The ripple effect of last December’s arrest is washing over Mark Salling this week as it was announced today that he’s been fired from the production of Adi Shankar’s Gods and Secrets following an indictment last Friday on child pornography charges. The US Attorney’s Office from Central California struck a deal with Salling and his lawyer for the former Glee star to turn himself in to federal authorities on June 3 for arraignment.
Two charges were filed, one count of receiving and one count of possessing child pornography on a laptop and a flash drive, according to Deadline. The charges specifically address two videos Salling received in December 2015, though investigators from the LAPD have said his laptop also contained thousands of images of child porn.
If convicted the possession charge could carry a sentence of up to 20 years, the receiving charge has a mandatory minimum sentence of 5 years and maximum of 20.
When the news of Salling’s arrest first broke Secrets director Adi Shankar said he was going to withhold judgement until he knew more. Today he released this considered statement:
The innocence of our planet’s children is something that must be protected at all costs. As entertainers, our role is to be the “conscience of humanity,” striving to make the world better for future generations. Sadly, we live in a country where statistically at least 1 in 5 women will be sexually assaulted in their lifetime, 80,000 children are reportedly sexually abused every year, and at least 1 in 6 boys and 1 in 4 girls are sexually abused before the age of 18. Even more troubling, exponentially more cases go unreported as in most situations, authority figures are ill equipped to help. Every two minutes, an American is sexually assaulted.
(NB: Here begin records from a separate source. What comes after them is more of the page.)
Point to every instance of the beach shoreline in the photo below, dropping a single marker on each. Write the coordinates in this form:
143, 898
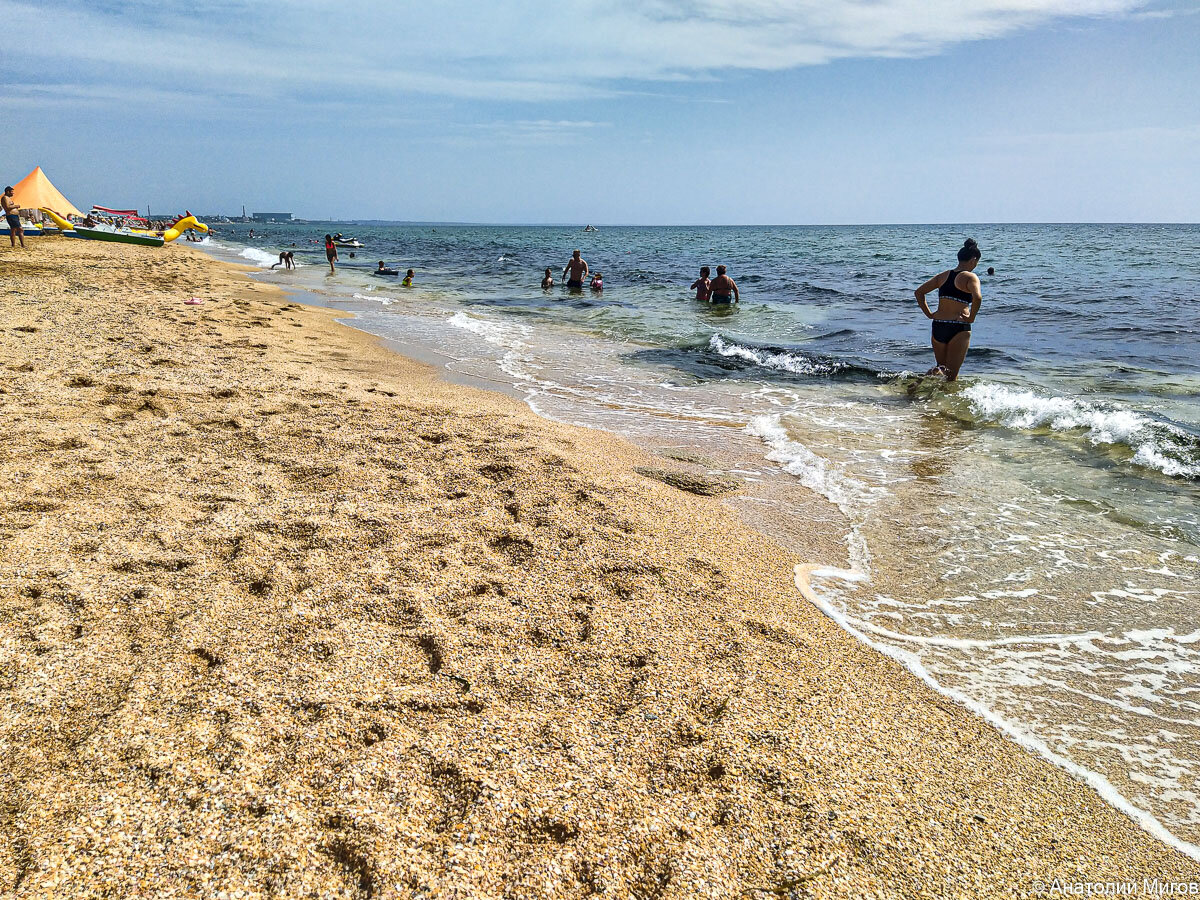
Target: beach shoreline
286, 613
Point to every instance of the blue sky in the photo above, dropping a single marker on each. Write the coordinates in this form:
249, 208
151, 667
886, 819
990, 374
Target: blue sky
687, 112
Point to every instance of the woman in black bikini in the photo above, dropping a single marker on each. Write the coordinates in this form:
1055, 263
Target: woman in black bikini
958, 304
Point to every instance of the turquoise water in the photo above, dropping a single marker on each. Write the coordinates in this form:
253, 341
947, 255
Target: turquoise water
1027, 538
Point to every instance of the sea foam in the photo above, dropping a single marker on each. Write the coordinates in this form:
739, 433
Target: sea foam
1155, 444
821, 475
262, 258
778, 360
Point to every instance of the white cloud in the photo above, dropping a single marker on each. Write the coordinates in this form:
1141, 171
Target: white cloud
520, 49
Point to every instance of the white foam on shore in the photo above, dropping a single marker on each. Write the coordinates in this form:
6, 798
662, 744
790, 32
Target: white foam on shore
1156, 445
912, 663
820, 475
503, 335
779, 361
262, 258
377, 299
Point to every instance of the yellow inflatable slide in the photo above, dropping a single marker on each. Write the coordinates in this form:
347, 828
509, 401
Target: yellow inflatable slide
181, 226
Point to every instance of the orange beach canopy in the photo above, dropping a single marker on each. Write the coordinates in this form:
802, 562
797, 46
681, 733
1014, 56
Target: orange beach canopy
35, 191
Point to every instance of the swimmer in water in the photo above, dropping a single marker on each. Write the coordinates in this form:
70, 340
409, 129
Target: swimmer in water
701, 285
575, 271
958, 304
330, 252
723, 288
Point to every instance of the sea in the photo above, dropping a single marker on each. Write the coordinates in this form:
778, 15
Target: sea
1026, 540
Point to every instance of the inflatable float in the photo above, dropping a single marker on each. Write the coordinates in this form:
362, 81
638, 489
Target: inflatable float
117, 235
184, 225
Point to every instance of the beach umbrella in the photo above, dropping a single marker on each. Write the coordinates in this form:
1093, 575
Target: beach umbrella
36, 191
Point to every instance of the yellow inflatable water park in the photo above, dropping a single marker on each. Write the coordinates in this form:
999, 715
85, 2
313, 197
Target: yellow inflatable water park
142, 237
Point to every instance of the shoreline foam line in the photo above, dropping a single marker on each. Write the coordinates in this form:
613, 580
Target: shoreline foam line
1095, 780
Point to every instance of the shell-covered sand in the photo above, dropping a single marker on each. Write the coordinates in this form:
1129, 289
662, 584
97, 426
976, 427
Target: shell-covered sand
282, 615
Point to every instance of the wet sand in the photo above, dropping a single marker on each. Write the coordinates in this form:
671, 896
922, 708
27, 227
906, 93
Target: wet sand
283, 615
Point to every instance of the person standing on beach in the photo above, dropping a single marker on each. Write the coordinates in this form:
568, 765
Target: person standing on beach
723, 288
12, 216
958, 304
330, 252
575, 271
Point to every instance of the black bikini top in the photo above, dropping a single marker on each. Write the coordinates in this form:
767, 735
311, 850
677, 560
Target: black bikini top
952, 292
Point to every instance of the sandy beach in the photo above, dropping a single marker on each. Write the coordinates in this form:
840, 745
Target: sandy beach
283, 615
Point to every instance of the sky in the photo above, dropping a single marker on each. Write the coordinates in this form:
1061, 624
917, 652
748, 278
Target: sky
647, 112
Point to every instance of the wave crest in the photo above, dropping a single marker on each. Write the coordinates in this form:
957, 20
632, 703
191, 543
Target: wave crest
1153, 444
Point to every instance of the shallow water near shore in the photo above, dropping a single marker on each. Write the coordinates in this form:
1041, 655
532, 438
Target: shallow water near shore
1029, 537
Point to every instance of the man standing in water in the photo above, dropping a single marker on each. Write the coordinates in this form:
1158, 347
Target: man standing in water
723, 288
579, 271
331, 252
12, 216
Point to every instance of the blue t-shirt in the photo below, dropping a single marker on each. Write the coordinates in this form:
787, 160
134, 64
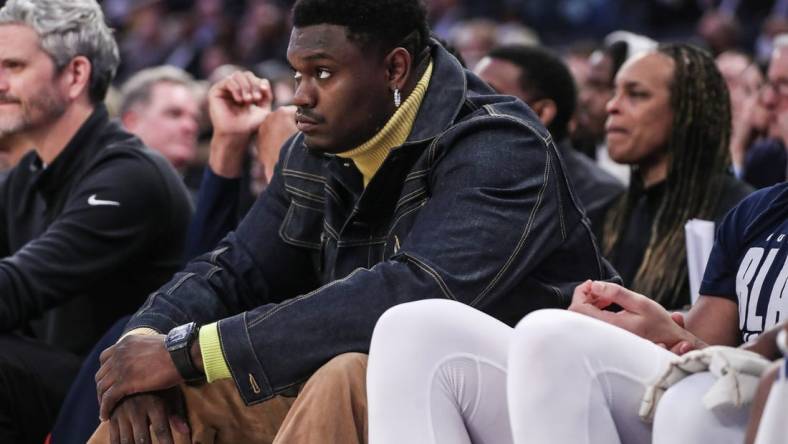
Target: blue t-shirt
749, 261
The aforementioned statistics are nauseating, reminiscent of a third world country, and until very recently, kept out of the limelight. Child abuse is a cultural cancer whose tentacles penetrate far deeper than a single celebrity caught with illicit images on his computer, just as date rape is a far more prominent issue than the repeated transgressions of one mediocre entertainer from the 1970’s. Child abuse is a democratic disease existing across socioeconomic lines affecting every walk of life. It affects all of us, and more importantly, its existence needs to cece [sic] to exist. Period.
‘Adi Shankar’s Gods and Secrets’ will be moving forward without Mark Salling. He has been cut from the mini-series, I will personally be paying for the reshoots, and I hope that Mark finds inner peace. Furthermore, a percentage of profits from the project will go to a charity for abused children. Hopefully some good will come of all of this and I pray that when the dust has settled, the hyper-connectivity of the information age that has brought to light the transgressions of several public figures, will also force us to look within our society to identify and eliminate the root cause of the rape culture we exist in.
Shankar has executive produced movies like Lone Survivor, Dredd, and Machine Gun Preacher. At 23 years old he became the youngest producer ever to have a number one film at the box office with 2011’s The Grey. He’s amassed a cult fanbase with his “Bootleg Universe” independent shorts of reimagined characters including James Bond, The Punisher, and Judge Dredd.
This is Shankar’s James Bond bootleg, In Service of Nothing. It’s one of the few that doesn’t carry a warning for graphic sex and violence:
Not much has been released about Gods and Secrets, which is in production for HBO. It’s described as a fresh take on superheroes that aims to explore their human side. From the official synopsis:
Adi Shankar’s Gods and Secrets’ explores the darker ramifications of a world with superheroes, both on the people they protect and the heroes themselves. Tragedy has struck the Guardians of Justice, and in its aftermath secrets are revealed, lives are changed, and the war to end all wars begins. Death, secrets, and lies threaten to tear the Guardians of Justice apart, and the world with them.
The project is reteaming Kellan Lutz and Jackson Rathbone from the Twilight franchise, alongside Denise Richards, Jane Seymour, RJ Mitte (Breaking Bad), Sharni Vinson (Dragon Blade), and Diamond Dallas Page (WWE, Devils Rejects).
Salling isn’t the only celebrity facing serious charges this week. The Wire actor Michael Jace was found guilty of second degree murder today in the death of his wife April. His sentencing is scheduled for June 10th and he could receive up to 40 years in prison.
Celebrity jail time is often considered a joke based on blink-and-you-missed-it terms like those served by Khloe Kardashian (served a few hours on a 30-day sentence for parole violation) or Nicole Richie (82 minutes on a 4-day sentence for DUI). And sentencing fairness has been questioned when names like Paul McCartney are given just 9 days out of a possible 7 years for drug possession, or Chris Brown is given no prison time and 5 years probation for felony assault and criminal threat.
But because Salling’s charges involve children and the potential for trafficking that is fed by demand for child porn, the Department of Homeland Security was involved in the arrest and charges carry federal weight. This also isn’t his first run-in with the law; in 2011 a former girlfriend sued him for sexual battery and assault, though the charges were eventually dropped and the case was settled.
No word yet on who might be in the running for Salling’s Gods and Secrets role.